The American health care market is far more complicated than previously thought, and is best interpreted through six consumer segments. These distinct consumer segments present opportunities — and risks — for all stakeholders in the U.S. health care industry.

The first consumer group is Content & Compliant, which accounts for 29 percent of the U.S. health care consumer market. These consumers report annual household incomes of $100,000 or higher and prefer traditional approaches to care. For this group, what the doctor says usually goes.

This is not the same for the Sick & Savvy, which make up 24 percent of the consumer market. Proportionally more consumers in this group, compared to others, report having one or more chronic conditions (52 percent). They also take greater charge of their care, are more self-reliant decision-makers and less dependent on their physicians.

Online & Onboard (8 percent) are frequent users of the system and prefer traditional approaches, but are receptive to care provided in non-conventional settings. They tend to rely more on themselves in making decisions, and use online tools and value-added services more than any other segment. They seek information and are sensitive to quality differences.
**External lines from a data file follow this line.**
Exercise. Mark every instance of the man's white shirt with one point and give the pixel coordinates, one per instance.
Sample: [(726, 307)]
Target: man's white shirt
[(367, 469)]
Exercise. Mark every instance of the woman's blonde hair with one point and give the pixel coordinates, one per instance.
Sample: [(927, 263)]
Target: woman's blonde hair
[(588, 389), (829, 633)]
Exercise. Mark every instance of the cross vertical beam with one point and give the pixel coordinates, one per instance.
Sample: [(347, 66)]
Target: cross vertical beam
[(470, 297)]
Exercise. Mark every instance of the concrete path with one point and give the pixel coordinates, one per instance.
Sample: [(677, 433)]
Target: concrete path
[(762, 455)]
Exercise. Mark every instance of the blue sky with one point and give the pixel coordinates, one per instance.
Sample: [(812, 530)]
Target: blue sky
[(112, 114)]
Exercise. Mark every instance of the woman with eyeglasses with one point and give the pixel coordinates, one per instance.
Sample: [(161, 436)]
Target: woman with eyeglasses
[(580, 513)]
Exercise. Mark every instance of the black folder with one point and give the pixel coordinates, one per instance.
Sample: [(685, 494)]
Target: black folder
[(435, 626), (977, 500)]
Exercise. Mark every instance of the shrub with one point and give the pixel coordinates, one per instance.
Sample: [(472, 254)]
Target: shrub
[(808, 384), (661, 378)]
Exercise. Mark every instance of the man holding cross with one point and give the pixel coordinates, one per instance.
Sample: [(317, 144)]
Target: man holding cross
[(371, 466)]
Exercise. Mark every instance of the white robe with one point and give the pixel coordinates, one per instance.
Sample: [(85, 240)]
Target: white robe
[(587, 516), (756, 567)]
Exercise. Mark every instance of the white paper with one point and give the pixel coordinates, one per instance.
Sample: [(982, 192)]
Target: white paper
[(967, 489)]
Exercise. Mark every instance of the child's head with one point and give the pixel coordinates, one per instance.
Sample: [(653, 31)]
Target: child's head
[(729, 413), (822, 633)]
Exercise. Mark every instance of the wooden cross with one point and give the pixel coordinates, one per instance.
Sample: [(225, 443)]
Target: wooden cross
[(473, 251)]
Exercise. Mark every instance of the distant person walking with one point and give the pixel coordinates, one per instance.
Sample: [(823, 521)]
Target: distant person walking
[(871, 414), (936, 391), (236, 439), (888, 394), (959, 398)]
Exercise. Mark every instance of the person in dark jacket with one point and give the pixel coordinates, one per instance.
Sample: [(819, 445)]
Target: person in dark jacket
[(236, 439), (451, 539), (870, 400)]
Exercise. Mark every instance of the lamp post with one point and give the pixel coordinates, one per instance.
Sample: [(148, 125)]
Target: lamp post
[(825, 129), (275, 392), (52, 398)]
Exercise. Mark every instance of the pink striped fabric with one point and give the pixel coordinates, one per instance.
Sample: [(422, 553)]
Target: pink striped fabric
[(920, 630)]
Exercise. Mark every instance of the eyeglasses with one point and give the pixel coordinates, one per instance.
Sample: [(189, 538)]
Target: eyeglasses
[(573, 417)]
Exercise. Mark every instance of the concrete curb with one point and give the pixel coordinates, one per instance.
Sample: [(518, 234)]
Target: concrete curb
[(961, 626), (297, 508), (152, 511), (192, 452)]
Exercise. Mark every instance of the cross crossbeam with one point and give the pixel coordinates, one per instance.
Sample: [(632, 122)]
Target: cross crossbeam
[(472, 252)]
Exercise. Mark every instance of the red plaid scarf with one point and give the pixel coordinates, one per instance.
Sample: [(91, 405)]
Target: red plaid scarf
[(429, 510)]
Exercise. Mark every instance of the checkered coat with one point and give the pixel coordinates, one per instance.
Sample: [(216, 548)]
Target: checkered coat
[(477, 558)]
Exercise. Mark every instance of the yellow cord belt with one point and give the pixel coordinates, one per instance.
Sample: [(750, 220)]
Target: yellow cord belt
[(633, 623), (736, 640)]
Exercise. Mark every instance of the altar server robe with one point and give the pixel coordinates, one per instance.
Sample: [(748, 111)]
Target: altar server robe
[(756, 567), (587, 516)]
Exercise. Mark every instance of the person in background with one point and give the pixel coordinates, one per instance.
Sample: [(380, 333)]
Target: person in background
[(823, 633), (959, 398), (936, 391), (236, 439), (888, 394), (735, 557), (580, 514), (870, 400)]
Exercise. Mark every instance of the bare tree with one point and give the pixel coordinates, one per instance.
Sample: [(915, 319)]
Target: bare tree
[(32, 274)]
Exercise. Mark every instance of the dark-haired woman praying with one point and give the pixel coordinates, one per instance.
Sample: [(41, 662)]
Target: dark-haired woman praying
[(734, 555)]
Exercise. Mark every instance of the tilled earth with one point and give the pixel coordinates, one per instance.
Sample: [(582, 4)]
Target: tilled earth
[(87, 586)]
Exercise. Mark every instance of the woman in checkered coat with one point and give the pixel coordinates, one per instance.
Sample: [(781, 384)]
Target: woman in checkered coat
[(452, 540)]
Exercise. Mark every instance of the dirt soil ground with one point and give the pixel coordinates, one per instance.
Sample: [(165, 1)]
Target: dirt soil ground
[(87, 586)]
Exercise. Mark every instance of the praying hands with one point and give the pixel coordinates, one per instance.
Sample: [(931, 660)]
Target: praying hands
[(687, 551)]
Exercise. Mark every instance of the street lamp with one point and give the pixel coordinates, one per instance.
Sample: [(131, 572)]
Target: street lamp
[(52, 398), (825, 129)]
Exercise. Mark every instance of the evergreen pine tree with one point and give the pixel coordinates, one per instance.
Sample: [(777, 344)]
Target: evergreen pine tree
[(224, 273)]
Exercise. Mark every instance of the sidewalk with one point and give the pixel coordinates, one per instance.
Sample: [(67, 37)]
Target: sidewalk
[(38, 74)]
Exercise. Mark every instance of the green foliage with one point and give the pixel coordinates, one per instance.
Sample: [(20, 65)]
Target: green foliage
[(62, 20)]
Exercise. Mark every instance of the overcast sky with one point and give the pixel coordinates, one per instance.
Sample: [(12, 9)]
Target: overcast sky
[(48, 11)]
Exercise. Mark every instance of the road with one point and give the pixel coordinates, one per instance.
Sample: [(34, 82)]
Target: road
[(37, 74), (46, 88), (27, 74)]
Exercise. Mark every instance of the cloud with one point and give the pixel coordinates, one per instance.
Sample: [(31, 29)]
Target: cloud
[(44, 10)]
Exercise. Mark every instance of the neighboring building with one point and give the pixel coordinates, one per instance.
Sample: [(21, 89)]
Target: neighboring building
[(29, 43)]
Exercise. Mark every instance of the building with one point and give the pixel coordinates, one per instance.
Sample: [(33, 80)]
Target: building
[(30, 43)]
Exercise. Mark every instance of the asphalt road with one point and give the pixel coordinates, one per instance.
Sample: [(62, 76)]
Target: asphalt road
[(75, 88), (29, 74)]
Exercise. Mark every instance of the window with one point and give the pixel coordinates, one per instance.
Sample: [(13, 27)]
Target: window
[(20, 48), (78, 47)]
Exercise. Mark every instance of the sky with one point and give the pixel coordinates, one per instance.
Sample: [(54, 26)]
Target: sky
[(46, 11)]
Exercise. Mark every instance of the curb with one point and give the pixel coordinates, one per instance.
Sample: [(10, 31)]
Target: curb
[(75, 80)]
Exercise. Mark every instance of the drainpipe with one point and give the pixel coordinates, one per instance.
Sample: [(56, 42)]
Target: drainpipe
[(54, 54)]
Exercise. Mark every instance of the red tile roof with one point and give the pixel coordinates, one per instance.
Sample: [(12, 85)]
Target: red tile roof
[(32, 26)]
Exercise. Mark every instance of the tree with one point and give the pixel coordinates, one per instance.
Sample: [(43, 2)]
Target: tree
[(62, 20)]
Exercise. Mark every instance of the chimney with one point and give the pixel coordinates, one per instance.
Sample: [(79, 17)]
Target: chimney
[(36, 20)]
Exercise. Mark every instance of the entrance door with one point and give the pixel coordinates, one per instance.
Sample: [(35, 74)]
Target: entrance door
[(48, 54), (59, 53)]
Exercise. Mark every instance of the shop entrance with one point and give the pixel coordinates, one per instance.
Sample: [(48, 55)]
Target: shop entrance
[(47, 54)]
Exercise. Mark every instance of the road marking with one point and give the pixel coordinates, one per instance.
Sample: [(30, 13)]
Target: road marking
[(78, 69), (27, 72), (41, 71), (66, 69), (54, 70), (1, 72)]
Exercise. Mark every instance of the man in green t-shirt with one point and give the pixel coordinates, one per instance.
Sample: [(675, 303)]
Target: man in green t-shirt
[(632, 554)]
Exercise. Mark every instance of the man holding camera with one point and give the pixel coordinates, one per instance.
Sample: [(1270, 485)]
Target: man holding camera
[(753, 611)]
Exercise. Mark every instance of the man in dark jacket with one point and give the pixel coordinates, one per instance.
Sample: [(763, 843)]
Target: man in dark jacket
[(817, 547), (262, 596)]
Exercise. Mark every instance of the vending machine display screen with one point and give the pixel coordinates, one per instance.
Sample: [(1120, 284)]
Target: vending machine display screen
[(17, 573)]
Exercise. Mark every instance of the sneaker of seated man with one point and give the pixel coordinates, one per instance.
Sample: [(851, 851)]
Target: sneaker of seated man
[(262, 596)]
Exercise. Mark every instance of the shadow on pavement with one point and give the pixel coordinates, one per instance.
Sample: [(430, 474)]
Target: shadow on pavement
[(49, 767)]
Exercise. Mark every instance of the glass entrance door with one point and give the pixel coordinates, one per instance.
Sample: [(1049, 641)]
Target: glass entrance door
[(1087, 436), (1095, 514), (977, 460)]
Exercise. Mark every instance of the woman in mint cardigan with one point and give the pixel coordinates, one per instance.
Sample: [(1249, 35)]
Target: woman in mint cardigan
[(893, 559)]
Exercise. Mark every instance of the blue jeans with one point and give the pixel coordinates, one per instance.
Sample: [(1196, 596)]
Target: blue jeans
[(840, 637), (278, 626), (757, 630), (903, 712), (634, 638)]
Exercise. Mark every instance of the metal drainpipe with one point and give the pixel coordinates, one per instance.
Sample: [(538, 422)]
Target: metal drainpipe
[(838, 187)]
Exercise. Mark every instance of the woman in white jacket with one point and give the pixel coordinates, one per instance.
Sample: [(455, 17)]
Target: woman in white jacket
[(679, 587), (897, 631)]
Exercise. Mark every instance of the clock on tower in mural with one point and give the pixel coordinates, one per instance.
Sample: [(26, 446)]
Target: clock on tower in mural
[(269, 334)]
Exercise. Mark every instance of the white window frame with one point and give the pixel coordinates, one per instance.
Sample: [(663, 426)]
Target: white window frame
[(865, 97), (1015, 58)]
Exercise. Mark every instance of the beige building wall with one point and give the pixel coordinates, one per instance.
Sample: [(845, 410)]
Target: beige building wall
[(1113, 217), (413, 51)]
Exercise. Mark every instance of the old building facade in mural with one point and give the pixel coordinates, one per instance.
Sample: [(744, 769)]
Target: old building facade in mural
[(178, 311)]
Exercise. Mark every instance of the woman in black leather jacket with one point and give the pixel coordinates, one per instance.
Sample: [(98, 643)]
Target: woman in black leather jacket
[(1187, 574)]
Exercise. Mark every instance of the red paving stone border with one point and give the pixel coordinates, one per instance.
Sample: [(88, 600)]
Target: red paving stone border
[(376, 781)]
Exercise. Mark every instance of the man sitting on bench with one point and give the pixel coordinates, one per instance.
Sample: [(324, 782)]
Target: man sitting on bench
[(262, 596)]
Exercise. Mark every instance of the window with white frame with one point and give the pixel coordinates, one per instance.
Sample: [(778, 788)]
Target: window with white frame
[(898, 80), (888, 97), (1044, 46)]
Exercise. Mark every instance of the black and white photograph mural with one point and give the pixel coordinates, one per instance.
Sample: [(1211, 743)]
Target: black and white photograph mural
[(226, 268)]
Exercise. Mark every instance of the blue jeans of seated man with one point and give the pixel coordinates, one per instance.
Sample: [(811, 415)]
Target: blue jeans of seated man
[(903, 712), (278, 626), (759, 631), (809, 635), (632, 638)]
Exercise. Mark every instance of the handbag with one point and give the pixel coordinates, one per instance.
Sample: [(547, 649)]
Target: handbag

The smallest contingent — Shop & Save (2 percent) — tends to switch doctors, treatment and health plans, and make changes to their insurance more frequently than others. They are the most sensitive to the cost of health care services. They tend to prefer doctors who use traditional approaches, but are amenable to alternative and unconventional treatments. They’re more likely than others to purchase prescription drugs by mail order or online, use a retail clinic, and travel beyond their community and the United States for care.

Out & About (9 percent) are independent, preferring to make their own decisions. They use alternative approaches, consult alternative health care practitioners and substitute alternative or natural therapies for prescription medicines more than any other segment. They are sensitive to quality, seek information, use some value-added services and want to shop for and customize their insurance.

cover_october 2008

Casual & Cautious (28 percent) is the healthiest group — only 19 percent report having one or more chronic conditions. Younger than most segments, they are also the least-insured.

In broad strokes, consumers are seeking change in three main ways:

  • Mass personalization — Consumers want their health care and insurance customized to meet their needs.
  • Evidence-based care — Consumers believe payments to doctors should be linked to evidence-based practices.
  • Disruptive innovation — Disruptive health care innovations such as medical tourism and retail clinics are giving rise to new players, new delivery models, new ways of partnering and new value propositions.

The doctor’s role and the status quo are changing, and hospitals, physicians and health plans will need to quickly adapt to capture market success. Consumers are taking greater control of decision-making and they demand better value, better service, increased transparency and personalization of services. For these reasons, the players who take the unique attitudes and preferences of consumers into account as they make strategic decisions will have a huge opportunity to win the consumer market.

Paul Keckley, Ph.D., is executive director of the Deloitte Center for Health Solutions. Kevin Wijayawickrama is a principal at Deloitte & Touche’s Arizona practice.